In this paper, we focus on the signals of amateur radio communication, which are based on 
frequency modulation (FM). The receiver's demodulated signal is a signal in the audible frequency band or 
voice signal. The demodulated wave characteristics will vary depending on the nature of the speech or voice. The 
key variables used to express the values of the critical signals are descriptive statistics and spectral measurements. 


2.3.1. Descriptive statistics 

Descriptive statistics are used to represent the basic features of a signal. They provide summary 
characteristics for the signal sample and the measures, e.g., the maximum elements of an array (max), 
minimum elements of an array (min), average or mean value of an array (mean), median value of an array 
(med), maximum-to-minimum difference (p2p), root-mean-square (RMS) level (rms), peak-magnitude-to- 
RMS ratio (p2rms), root-sum-of-squares level (rssq), standard deviation (std), and variance (var). 


2.3.2. Spectral measurements 

Spectral measurements can represent an electrical properties according to its frequency. Each 
frequency element included in the input signal is displayed as a signal level corresponding to that frequency 
band of interest, e.g., the mean frequency (meaf) and median frequency (medf). This paper uses both 
descriptive statistics and spectral measurement parameters as the classification data features.

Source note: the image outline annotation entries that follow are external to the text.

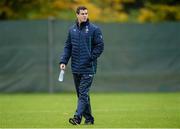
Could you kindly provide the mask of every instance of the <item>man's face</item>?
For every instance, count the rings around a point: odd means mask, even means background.
[[[86,22],[88,19],[88,11],[87,10],[80,10],[79,14],[76,14],[78,21],[81,22]]]

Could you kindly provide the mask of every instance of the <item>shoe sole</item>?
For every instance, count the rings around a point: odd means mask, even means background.
[[[72,125],[78,125],[78,123],[76,123],[72,118],[69,119],[69,123]]]

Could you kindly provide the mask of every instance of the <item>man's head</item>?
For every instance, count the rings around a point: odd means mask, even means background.
[[[79,23],[86,22],[88,19],[88,10],[85,6],[79,6],[76,9],[76,16]]]

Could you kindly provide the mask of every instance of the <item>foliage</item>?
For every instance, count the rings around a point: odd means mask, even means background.
[[[85,5],[92,21],[180,21],[178,0],[1,0],[0,19],[75,19],[75,9]]]

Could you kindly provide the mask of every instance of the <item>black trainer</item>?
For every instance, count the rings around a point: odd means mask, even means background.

In the additional 
content concerning the model training, we demonstrate the feasibility and contribution of the classification 
data features to the waveform characteristic classification. 


3. PROPOSED EDWC ALGORITHM 
The processing pipeline of the proposed EDWC algorithm framework is shown in Figure 1. The 
pipeline consists of data acquisition, data preprocessing, model development, and classification and decision steps.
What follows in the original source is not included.